Pure functions allow us to get a predictable result every time they are been invoked. They find its applications in redux, functional programming. Hence in order for a function to be classified as pure, it must fulfill certain rules:
1) Given the same arguments, it returns the same result: let us illustrate this
const sum = (a, b) => a + b
sum(1, 3) // 4
sum(1, 3) // 4
sum(4, 2) // 6
sum(4, 2) // 6
looking at sum produces the same result, when we pass the same argument to it, sum satisfies the first rule of pure function.
2) Pure function does not produce side effects:- sides effects could be mutating external state, logging(e.g console.log), API request, I/O operations.
const sumWithLog = (a, b) => {
console.log(a, b)
return a+b
}
const arr = [2, 3, 4];
const addToArr = (arr, a) => {
arr.push(a);
return arr;
}
console.log(addToArr(arr, 5)) // [2, 3, 4, 5];
console.log(addToArr(arr, 5)) // [2, 3, 4, 5, 5];
Looking at sumWithLog it technically violates the second rule by definition despite it obeys the first rule, while addToArr is not also a pure function because it's mutating external state. let's make impure addToArr to become pure by adjusting the code,
const arr = [2, 3, 4];
const addToArr = (arr, a) => {
const arrCopy = [...arr] // line 1
arrCopy.push(a);
return arrCopy;
}
console.log(arr) // [2, 3, 4]
console.log(addToArr(arr, 5)) // [2, 3, 4, 5];
console.log(addToArr(arr, 5)) // [2, 3, 4, 5]
console.log(arr) // [2, 3, 4]
Looking at the code snippet above, addToArr obeys our first rule and second rule, our result is now predictable. At line 1 we make a copy of arr by spreading arr elements which gave us the capability to not mutate the original arr. it's also important to note that spread operator does shallow copying of values.

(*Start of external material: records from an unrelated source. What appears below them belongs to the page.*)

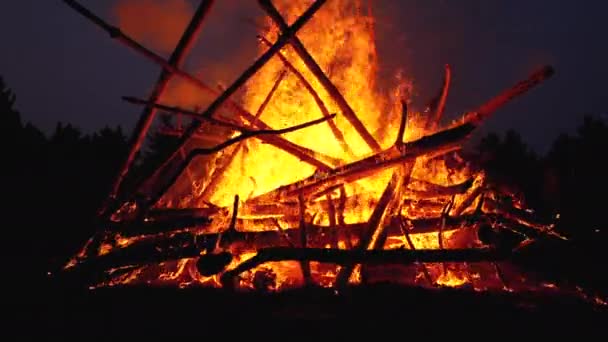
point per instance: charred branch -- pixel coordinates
(316, 70)
(436, 144)
(485, 110)
(437, 105)
(332, 125)
(244, 135)
(376, 226)
(353, 257)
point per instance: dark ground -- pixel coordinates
(380, 310)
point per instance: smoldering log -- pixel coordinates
(225, 96)
(437, 105)
(316, 70)
(353, 257)
(436, 144)
(176, 59)
(376, 225)
(224, 163)
(485, 110)
(138, 228)
(246, 134)
(184, 244)
(332, 125)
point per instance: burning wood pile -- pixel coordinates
(352, 189)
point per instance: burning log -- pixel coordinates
(353, 257)
(434, 190)
(520, 88)
(245, 135)
(219, 171)
(316, 70)
(249, 72)
(309, 156)
(187, 244)
(332, 125)
(304, 241)
(436, 144)
(410, 243)
(376, 226)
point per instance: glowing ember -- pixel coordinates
(394, 187)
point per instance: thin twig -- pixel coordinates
(402, 124)
(303, 241)
(245, 135)
(332, 125)
(437, 105)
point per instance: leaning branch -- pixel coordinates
(332, 125)
(316, 70)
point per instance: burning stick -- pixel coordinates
(249, 72)
(520, 88)
(402, 124)
(218, 172)
(436, 144)
(353, 257)
(169, 69)
(306, 155)
(437, 105)
(410, 243)
(331, 213)
(332, 125)
(376, 225)
(176, 245)
(303, 241)
(245, 135)
(176, 59)
(331, 89)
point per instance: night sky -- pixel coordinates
(64, 68)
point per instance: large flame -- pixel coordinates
(340, 37)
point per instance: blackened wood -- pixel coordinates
(316, 70)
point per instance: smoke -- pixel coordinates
(158, 24)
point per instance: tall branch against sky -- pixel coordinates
(482, 40)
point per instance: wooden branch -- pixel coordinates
(332, 125)
(184, 244)
(376, 226)
(219, 171)
(436, 144)
(411, 246)
(147, 117)
(194, 153)
(316, 70)
(402, 124)
(182, 111)
(305, 266)
(353, 257)
(437, 105)
(304, 154)
(435, 190)
(485, 110)
(312, 157)
(331, 213)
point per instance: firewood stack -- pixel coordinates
(152, 233)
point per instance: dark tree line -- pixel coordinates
(57, 181)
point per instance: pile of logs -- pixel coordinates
(305, 220)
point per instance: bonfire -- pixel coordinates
(313, 177)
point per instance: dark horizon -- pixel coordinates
(63, 68)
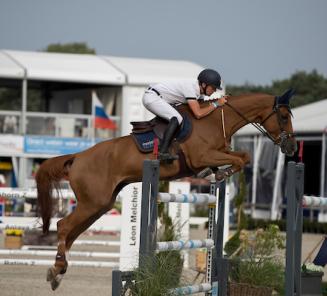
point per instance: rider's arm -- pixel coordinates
(204, 111)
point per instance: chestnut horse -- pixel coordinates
(97, 174)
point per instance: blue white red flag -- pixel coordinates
(101, 119)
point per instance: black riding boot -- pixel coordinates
(172, 127)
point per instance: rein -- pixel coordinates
(256, 125)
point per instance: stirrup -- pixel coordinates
(166, 157)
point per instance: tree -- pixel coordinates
(309, 87)
(74, 47)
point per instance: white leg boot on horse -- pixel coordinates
(69, 228)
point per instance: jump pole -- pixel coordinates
(294, 221)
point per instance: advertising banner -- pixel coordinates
(11, 145)
(55, 146)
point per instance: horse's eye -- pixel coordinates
(284, 119)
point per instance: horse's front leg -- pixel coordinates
(235, 167)
(214, 158)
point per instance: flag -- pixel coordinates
(101, 119)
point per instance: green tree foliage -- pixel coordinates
(74, 47)
(310, 87)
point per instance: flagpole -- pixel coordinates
(93, 117)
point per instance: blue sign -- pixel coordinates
(55, 146)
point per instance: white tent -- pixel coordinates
(46, 66)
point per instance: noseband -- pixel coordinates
(283, 136)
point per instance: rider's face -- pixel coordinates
(207, 90)
(210, 90)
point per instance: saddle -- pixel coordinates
(144, 132)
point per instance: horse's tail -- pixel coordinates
(47, 178)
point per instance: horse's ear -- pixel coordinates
(284, 99)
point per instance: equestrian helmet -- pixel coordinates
(210, 77)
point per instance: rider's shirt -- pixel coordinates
(178, 92)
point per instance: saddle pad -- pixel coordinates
(144, 141)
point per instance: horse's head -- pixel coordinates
(278, 123)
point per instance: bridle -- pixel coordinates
(283, 136)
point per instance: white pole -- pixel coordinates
(180, 214)
(277, 185)
(323, 163)
(257, 154)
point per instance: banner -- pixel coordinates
(55, 146)
(11, 145)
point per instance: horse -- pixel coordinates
(97, 174)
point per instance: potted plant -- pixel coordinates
(13, 238)
(256, 267)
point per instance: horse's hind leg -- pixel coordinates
(76, 222)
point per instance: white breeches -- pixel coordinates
(157, 105)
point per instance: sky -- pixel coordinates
(247, 41)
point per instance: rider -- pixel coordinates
(161, 97)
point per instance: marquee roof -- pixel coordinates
(85, 68)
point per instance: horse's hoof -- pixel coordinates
(53, 278)
(220, 175)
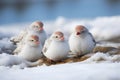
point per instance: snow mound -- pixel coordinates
(103, 57)
(11, 60)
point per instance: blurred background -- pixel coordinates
(18, 11)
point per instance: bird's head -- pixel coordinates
(80, 29)
(33, 40)
(58, 36)
(37, 26)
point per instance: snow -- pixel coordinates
(77, 71)
(100, 66)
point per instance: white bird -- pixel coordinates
(58, 48)
(32, 49)
(47, 43)
(35, 28)
(81, 41)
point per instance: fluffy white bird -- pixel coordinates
(35, 28)
(47, 43)
(81, 41)
(32, 49)
(58, 48)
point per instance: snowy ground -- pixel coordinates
(103, 28)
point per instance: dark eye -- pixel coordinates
(82, 31)
(32, 40)
(37, 26)
(56, 36)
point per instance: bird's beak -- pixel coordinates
(78, 33)
(41, 28)
(62, 38)
(37, 42)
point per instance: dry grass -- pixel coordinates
(110, 50)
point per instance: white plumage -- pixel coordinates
(34, 28)
(58, 48)
(32, 49)
(81, 41)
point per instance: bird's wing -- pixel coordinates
(19, 38)
(46, 45)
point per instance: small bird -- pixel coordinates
(47, 43)
(32, 49)
(81, 41)
(35, 28)
(58, 48)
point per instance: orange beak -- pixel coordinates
(37, 42)
(78, 33)
(62, 38)
(41, 28)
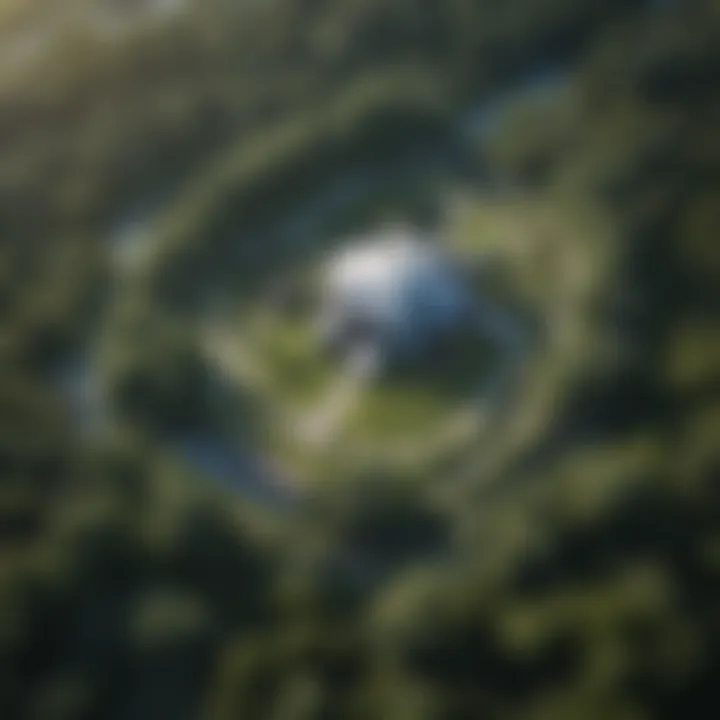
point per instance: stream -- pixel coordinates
(228, 462)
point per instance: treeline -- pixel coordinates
(585, 585)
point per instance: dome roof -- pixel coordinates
(392, 278)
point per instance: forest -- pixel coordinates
(565, 565)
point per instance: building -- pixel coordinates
(387, 298)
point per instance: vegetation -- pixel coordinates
(563, 566)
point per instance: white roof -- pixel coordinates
(387, 276)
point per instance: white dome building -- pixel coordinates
(388, 297)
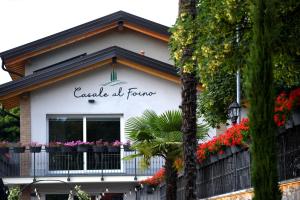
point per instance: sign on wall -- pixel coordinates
(113, 88)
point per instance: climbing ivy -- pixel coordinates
(224, 32)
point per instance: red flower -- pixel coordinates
(156, 179)
(231, 137)
(284, 104)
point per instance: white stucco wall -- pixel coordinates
(127, 39)
(59, 98)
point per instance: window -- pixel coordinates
(63, 128)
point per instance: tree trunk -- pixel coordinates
(3, 188)
(260, 94)
(171, 180)
(189, 105)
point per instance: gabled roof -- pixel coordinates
(49, 75)
(108, 22)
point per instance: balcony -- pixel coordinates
(37, 166)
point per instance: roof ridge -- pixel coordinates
(82, 28)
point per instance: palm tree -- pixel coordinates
(160, 135)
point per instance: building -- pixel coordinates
(83, 84)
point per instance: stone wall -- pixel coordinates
(290, 191)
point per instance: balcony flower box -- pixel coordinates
(53, 147)
(114, 147)
(84, 146)
(35, 147)
(20, 149)
(4, 150)
(213, 158)
(127, 146)
(296, 117)
(69, 147)
(4, 147)
(100, 147)
(235, 149)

3) Pure functions depends only on the arguments passed to them. What this actually means is a pure function is self-contained, it does not depend on values outside its scope to determine its final value. let's illustrate this:
const b = 6
const sum1 = (a) => (a + b) // line 1
const sum2 = (a, b = 1) => (a + b) line // 2
sum1 is considered an impure function because it takes value outside its scope to determine the final result which could be changed. The value of b in sum1 could easily be changed by external code which makes the function to unpredictable. sum2 corrects the defect in sum1.
Hence for a function to consider a pure function, the three rules above must all be satisfied, violation of any automatically makes the function impure. Finally, pure functions make our code more predictable and testable.